Similar arguments were made throughout the twentieth century about the importance of ignorance about sex for young people.  One of the most prolific fundamentalist writers about education and ignorance has been Tim LaHaye.  In his 1983 Battle for the Public School, LaHaye decried the fact that explicit knowledge about sex had been “jammed down the throats of our children.”  LaHaye described one passage of a sex-ed book:

thescene of intercourse portrays a naked father astride his equally naked wife,
intent on three areas of contact: lips, breasts/chest, penis/vagina.  The genital area offers an ‘inner’ diagram,
so that the child can perceive the mother’s vagina and uterus; the father has
inserted his penis into the vagina and is emitting sperm cells.

Such knowledge, LaHaye insisted, exemplified “this reckless policy of inflaming young minds with adult information.”  For LaHaye as for Protestant fundamentalists of the 1920s, this was not an undifferentiated insistence on ignorance, but rather a belief that certain types of ignorance must be maintained for young
people specifically.  As many conservative Protestants did not—and do not—object to the teaching of evolution
to older students, so LaHaye famously celebrated sex knowledge for some audiences.  In his 1976 book, The Act of Marriage, LaHaye promoted frank, explicit knowledge of sex for adult married couples.

This distinction between young unmarried people and married couples runs throughout current conservative Protestant thinking about sex education.  Ministries such as Joe Beam’s Family Dynamics promote knowledge about sex, but only within a traditional marriage.

For such Christian conservatives, knowledge as such is not dangerous, but the boundaries around knowledge must be vigorously defended.

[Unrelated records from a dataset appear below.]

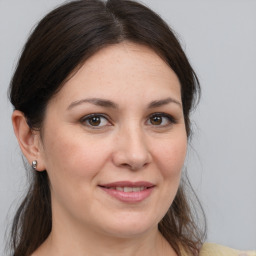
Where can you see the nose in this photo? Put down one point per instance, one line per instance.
(131, 149)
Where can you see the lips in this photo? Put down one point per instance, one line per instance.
(129, 192)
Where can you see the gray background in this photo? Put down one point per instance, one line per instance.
(219, 38)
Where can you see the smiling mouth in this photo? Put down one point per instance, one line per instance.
(127, 189)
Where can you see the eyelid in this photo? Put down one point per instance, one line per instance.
(171, 118)
(101, 115)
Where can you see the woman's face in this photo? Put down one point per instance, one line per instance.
(114, 143)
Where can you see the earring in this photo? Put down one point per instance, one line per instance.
(34, 164)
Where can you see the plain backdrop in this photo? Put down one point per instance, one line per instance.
(219, 38)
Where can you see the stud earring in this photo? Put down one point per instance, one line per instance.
(34, 164)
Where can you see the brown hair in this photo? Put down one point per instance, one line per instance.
(61, 42)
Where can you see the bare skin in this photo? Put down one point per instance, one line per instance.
(118, 119)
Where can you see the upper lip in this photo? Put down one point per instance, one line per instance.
(128, 184)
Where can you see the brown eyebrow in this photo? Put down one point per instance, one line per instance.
(159, 103)
(111, 104)
(94, 101)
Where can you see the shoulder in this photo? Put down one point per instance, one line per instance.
(209, 249)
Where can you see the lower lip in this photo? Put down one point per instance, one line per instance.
(129, 197)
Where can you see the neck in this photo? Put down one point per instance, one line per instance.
(95, 244)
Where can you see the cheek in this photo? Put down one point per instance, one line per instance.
(74, 156)
(172, 156)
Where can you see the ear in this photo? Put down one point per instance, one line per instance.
(28, 139)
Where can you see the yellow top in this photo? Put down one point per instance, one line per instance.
(210, 249)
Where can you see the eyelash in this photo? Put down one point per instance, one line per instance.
(86, 119)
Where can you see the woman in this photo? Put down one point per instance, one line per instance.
(102, 95)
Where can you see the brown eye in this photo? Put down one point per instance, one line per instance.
(156, 120)
(95, 121)
(161, 120)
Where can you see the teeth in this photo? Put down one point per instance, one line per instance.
(129, 189)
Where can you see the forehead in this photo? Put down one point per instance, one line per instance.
(120, 71)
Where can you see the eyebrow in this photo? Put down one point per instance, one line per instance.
(159, 103)
(94, 101)
(111, 104)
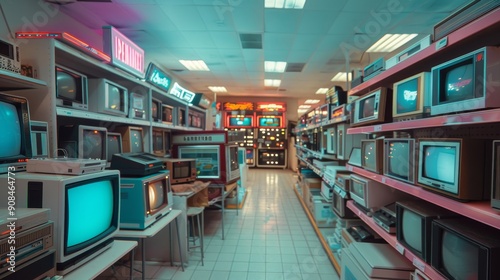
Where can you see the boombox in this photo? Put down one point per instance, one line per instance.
(9, 57)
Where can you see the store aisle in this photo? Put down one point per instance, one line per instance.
(271, 238)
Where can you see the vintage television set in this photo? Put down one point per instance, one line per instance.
(414, 225)
(108, 97)
(15, 143)
(82, 141)
(371, 108)
(132, 138)
(138, 105)
(370, 195)
(144, 200)
(156, 110)
(216, 156)
(495, 180)
(182, 170)
(399, 159)
(372, 155)
(71, 88)
(85, 210)
(452, 167)
(465, 249)
(466, 83)
(114, 146)
(411, 97)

The notion that young people must be protected from certain types of knowledge has powerful influence beyond the ranks of Protestant fundamentalists.  Recently, the US Supreme Court ruled in Brown v.
Entertainment Merchants Association
(2010) that the state of California could not ban violent video games for those under eighteen years of age.  The Court agreed that such a ban violated the game-makers’ First Amendment right to free speech.

Justice Clarence Thomas made a curious rejoinder.  In his dissenting opinion, he argued that California could ban violent video games because the founding generation believed in and rigidly enforced parents’ ability to severely curtail the outer bounds of knowledge accessible to their children.

Thomas argued that the founding generation demanded strong control over what young people could know.
He stated, “Adults [in the founding era] carefully controlled what they published for children.  Stories written for children were dedicated to moral instruction and were relatively austere, lacking details that might titillate children’s minds.”

Like LaHaye and the 1920s anti-evolutionists, Thomas insisted on the educational tradition of promoting, defending, and enforcing ignorance.  Certain topics, especially concerning sex, violence, and religiously charged notions such as evolution, must not be broached with young people.  There is an inherent danger, according to this line of thinking, in the merest exposure of young people to such forms of knowledge.  In this view, schools join parents as gatekeepers of such forbidden forms of knowledge.  The role of the school, parent, and society, is to become active purveyors of constructed ignorance for young people.